No pierdas el tiempo tratando de desentrañarlo. Ni siquiera su enigmático lenguaje puede ocultar lo evidente: los que mueren dejan de existir, nada, por tanto, les aguarda. A los pensamientos, como a los muertos, hay que dedicarles los minutos precisos, más aún si “las opiniones humanas son juegos de niños”. Y, no creo que se refiriera a sí mismo, cuando apostilla con lenguaje claro y preciso que “la naturaleza humana no tiene conocimiento, pero sí la divina” porque, entonces, a pesar de su famoso río, la caverna seguiría intacta y, con ella, el camino por el que ascienden los elegidos al mundo supraceleste. Tampoco creo que fuera tan egocéntrico como para creerse un dios en vez de un efímero mortal nacido en Éfeso en el 550 a.C. Porque, de ser así, el vapuleado debería ser él, no Homero ni Arquíloco. ¿El jinete? El devenir, yo la acémila.

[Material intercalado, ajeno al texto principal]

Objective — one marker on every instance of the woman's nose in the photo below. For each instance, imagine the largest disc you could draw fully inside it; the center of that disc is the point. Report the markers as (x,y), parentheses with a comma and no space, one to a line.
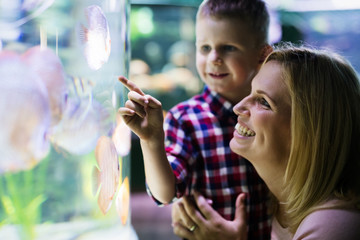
(242,108)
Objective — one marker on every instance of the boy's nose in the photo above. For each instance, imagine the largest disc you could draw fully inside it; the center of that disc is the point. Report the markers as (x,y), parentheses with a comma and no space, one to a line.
(215,58)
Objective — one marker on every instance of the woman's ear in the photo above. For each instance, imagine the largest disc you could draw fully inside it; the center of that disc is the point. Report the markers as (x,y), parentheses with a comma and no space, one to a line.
(265,51)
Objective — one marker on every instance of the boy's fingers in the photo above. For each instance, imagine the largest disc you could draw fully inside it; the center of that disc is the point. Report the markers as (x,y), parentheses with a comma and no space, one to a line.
(130,85)
(240,211)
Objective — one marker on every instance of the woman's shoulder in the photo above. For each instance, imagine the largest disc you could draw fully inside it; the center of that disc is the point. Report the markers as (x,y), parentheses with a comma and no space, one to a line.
(330,224)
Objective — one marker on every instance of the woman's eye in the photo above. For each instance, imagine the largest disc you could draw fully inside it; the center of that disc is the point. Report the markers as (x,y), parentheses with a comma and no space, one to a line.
(205,49)
(264,103)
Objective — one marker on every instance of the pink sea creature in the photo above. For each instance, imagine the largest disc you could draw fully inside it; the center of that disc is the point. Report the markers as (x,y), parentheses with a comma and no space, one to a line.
(24,113)
(95,37)
(108,173)
(49,68)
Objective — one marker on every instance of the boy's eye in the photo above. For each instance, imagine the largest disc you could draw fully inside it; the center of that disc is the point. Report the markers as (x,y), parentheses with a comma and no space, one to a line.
(229,48)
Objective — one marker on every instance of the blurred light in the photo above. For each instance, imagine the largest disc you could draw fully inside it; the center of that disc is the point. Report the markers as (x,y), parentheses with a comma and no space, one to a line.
(346,4)
(144,20)
(314,5)
(43,38)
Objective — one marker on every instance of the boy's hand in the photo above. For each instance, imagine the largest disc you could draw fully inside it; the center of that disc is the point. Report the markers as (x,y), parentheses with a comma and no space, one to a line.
(208,223)
(142,113)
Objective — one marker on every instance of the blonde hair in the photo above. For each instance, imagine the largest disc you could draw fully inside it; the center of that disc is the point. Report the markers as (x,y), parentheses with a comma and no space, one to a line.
(324,160)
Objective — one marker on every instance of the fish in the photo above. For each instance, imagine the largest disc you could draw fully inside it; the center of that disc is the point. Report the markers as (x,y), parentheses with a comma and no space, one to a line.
(49,67)
(108,174)
(25,115)
(122,202)
(95,37)
(80,127)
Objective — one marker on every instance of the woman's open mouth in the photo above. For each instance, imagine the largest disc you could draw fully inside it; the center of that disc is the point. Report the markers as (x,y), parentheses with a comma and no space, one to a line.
(244,131)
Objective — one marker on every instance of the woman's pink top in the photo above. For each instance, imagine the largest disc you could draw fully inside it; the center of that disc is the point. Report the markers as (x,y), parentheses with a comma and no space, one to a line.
(325,224)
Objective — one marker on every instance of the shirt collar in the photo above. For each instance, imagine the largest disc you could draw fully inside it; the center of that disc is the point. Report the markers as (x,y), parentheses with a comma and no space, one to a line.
(218,104)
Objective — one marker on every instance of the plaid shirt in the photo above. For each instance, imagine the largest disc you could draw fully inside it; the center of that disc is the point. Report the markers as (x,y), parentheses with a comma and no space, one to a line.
(198,132)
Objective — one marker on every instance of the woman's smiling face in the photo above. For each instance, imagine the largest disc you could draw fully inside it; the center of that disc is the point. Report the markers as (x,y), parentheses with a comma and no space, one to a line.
(263,128)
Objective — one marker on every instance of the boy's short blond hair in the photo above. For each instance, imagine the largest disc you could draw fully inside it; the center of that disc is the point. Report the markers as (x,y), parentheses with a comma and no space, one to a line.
(254,13)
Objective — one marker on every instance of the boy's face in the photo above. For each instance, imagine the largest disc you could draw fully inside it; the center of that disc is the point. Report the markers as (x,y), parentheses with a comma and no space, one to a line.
(226,56)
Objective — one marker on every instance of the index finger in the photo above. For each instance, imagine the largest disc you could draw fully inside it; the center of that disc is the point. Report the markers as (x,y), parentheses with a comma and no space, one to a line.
(130,85)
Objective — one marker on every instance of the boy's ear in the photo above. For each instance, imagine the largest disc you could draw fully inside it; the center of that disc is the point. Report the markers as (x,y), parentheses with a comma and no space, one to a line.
(265,51)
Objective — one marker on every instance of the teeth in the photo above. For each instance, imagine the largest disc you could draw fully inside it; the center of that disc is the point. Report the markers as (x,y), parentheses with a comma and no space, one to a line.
(244,131)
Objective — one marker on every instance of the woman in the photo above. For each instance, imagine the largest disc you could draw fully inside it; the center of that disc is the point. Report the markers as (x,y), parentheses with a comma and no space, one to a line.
(300,128)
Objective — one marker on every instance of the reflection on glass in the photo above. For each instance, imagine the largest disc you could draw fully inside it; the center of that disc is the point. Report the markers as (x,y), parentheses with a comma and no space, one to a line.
(64,164)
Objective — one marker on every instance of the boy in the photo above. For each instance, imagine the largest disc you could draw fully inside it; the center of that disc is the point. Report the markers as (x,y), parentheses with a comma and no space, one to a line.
(231,43)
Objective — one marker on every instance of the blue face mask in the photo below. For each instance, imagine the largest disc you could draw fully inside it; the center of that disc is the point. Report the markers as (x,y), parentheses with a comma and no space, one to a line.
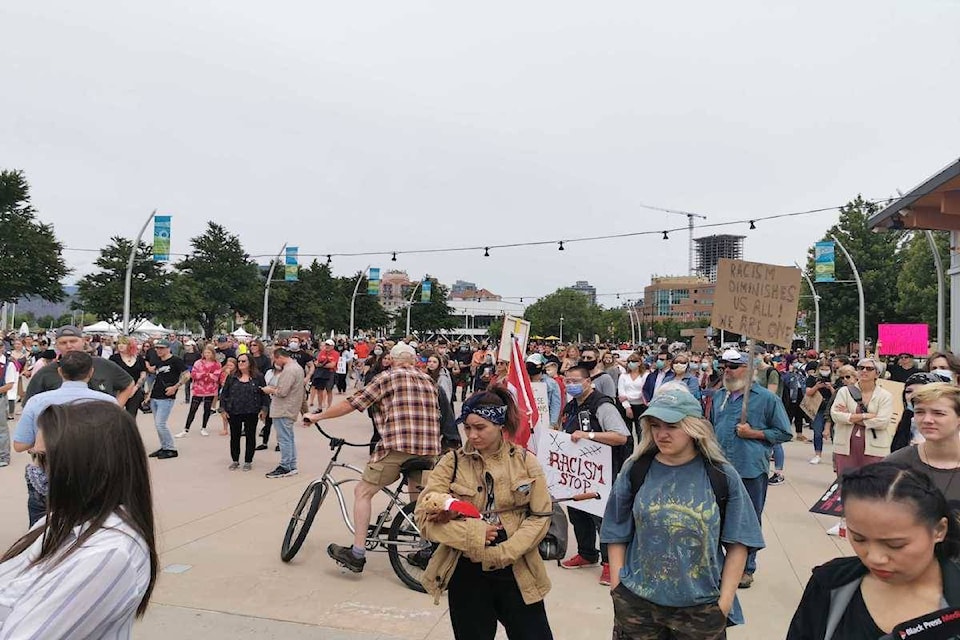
(575,390)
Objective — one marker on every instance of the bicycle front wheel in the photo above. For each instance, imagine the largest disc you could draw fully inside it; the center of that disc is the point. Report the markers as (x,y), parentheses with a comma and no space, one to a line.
(408,552)
(302,519)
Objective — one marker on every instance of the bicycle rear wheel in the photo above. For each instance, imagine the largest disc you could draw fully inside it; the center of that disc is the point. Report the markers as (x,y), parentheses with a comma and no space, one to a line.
(408,552)
(302,519)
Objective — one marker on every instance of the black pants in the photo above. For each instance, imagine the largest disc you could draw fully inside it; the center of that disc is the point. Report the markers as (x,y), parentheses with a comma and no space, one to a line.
(586,526)
(479,599)
(194,405)
(243,424)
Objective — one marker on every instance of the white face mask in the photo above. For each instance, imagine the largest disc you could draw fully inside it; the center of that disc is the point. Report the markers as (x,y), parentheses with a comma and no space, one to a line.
(943,373)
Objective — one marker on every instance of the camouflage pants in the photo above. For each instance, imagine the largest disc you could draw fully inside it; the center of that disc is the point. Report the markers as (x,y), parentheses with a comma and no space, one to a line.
(637,619)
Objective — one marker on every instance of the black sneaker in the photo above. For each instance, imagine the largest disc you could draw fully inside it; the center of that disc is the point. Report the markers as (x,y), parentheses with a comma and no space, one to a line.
(282,472)
(344,557)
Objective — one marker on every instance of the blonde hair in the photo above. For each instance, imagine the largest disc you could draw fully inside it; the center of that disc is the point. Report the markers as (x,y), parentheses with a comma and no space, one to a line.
(935,391)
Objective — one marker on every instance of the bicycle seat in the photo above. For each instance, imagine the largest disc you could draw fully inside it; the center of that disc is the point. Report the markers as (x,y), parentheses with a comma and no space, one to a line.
(416,464)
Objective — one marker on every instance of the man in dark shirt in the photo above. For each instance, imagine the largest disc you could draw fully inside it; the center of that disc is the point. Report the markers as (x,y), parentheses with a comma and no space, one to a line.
(903,368)
(107,376)
(169,371)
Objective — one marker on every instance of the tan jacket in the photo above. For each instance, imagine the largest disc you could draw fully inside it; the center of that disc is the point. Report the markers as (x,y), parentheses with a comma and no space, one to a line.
(520,489)
(879,430)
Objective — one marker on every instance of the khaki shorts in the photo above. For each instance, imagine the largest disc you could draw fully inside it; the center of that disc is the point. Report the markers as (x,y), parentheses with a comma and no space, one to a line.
(386,471)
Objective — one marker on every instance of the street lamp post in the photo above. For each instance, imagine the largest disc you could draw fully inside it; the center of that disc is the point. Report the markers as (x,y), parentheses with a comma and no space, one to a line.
(353,300)
(410,305)
(856,276)
(128,280)
(266,293)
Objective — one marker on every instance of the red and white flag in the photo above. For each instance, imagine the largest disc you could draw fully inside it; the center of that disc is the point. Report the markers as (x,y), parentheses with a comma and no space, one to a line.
(518,382)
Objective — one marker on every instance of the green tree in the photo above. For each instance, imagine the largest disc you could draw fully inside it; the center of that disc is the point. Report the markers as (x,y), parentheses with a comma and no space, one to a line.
(428,317)
(579,315)
(879,262)
(221,278)
(101,293)
(917,280)
(31,260)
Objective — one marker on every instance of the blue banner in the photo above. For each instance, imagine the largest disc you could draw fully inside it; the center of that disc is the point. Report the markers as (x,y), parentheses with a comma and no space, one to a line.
(161,238)
(291,266)
(425,291)
(824,265)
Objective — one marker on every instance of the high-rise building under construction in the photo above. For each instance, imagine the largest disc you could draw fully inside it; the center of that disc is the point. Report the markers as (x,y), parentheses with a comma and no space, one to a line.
(711,248)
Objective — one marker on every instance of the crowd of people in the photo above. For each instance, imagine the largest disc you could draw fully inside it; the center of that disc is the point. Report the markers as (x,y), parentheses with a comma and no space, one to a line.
(693,435)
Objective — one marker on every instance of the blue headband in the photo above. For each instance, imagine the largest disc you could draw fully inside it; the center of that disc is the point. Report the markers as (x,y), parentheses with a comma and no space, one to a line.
(495,414)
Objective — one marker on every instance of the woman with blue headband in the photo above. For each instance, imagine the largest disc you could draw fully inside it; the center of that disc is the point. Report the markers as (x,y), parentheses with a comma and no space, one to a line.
(488,507)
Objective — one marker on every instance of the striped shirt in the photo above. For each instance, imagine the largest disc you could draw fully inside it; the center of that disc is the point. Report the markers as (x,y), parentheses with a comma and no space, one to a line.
(404,407)
(93,593)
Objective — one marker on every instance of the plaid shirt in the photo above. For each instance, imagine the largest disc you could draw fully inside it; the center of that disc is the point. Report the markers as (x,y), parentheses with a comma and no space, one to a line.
(404,407)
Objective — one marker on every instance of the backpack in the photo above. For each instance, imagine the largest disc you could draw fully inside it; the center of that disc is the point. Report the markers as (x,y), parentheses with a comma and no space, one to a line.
(718,480)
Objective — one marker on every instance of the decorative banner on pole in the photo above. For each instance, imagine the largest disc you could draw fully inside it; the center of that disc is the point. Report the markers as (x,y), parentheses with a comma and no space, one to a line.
(373,282)
(823,263)
(161,238)
(894,339)
(756,300)
(578,467)
(425,290)
(291,270)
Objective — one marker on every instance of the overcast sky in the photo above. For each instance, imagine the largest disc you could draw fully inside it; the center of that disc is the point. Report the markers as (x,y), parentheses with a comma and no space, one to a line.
(360,126)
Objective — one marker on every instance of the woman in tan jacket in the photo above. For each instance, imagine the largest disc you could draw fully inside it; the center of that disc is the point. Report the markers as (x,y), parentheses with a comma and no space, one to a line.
(488,506)
(862,428)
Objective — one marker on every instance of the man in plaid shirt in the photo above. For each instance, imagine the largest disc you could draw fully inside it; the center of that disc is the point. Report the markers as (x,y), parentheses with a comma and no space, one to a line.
(404,406)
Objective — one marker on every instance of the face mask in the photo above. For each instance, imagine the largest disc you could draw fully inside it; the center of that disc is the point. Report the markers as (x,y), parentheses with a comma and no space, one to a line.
(943,373)
(575,390)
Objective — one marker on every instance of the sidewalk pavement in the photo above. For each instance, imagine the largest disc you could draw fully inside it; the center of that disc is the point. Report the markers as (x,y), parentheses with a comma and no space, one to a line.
(220,531)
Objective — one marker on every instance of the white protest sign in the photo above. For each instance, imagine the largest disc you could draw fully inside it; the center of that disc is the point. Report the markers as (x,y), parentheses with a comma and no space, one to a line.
(576,467)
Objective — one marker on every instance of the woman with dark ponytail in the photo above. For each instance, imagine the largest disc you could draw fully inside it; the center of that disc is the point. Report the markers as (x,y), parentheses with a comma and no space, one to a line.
(907,541)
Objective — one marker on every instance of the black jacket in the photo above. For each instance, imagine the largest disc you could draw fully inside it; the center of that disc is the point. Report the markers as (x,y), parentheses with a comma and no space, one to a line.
(810,620)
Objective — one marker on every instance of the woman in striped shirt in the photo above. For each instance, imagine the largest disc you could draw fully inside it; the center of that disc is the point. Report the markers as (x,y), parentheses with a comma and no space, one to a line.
(87,569)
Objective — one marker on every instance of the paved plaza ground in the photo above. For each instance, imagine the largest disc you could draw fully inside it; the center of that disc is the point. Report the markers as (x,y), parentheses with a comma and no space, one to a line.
(220,531)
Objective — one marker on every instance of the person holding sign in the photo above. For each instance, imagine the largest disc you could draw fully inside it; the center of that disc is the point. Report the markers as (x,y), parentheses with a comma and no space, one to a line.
(678,526)
(907,541)
(593,416)
(488,506)
(747,429)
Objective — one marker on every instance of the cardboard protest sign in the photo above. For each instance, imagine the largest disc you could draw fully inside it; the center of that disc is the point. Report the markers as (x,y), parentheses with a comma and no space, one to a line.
(756,300)
(894,339)
(830,503)
(937,625)
(576,467)
(513,328)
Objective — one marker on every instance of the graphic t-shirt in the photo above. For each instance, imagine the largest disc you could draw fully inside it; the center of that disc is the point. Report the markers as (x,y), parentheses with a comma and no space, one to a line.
(672,533)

Espero que Longinos no recrimine tal osadía porque, si mirara para atrás, comprobaría que esa “búsqueda de nuevos pensamientos por lo que nuestra generación está más loca” no es una peculiaridad sino una constante histórica. Y que el problema no es que “de las mismas fuentes vengan los bienes y los males” sino que siempre sean los mismos. Y, si como asegura el heraclíteo emperador: “Todo, desde siempre, se presenta de forma igual y describe los mismos círculos, y nada importa que se contemple lo mismo durante cien años, doscientos o un tiempo indefinido» o sea que todos los seres humanos, sin importar la época ni los años vividos, han contemplado, contemplan y contemplarán idénticos problemas, idénticas respuestas e idénticos errores, sólo los insensatos e ignorantes anhelarían ser como dioses. Oír la misma plegaria, generación tras generación, siglo tras siglo, debe ser muy aburrido.
¿Cómo me siento? Subyugado, dominado, utilizado, como un simple intermediario, pero no de las Musas porque “los poetas no son –como afirma exultante Platón- intérpretes de los dioses”, sino de sí mismos, aunque “mensajero” sea una palabra más hermosa que “intérprete”, y “dioses” más que “ello”, “instinto” o “fuerza”. ¿El resultado? Extraño, tan extraño que, cuando leo mis cartas, me pregunto quién las habrá escrito porque no me reconozco. Platón lo llama creación. “Toda causa que haga pasar cualquier cosa del no ser al ser es creación” –afirma por boca de Diotima en el Banquete.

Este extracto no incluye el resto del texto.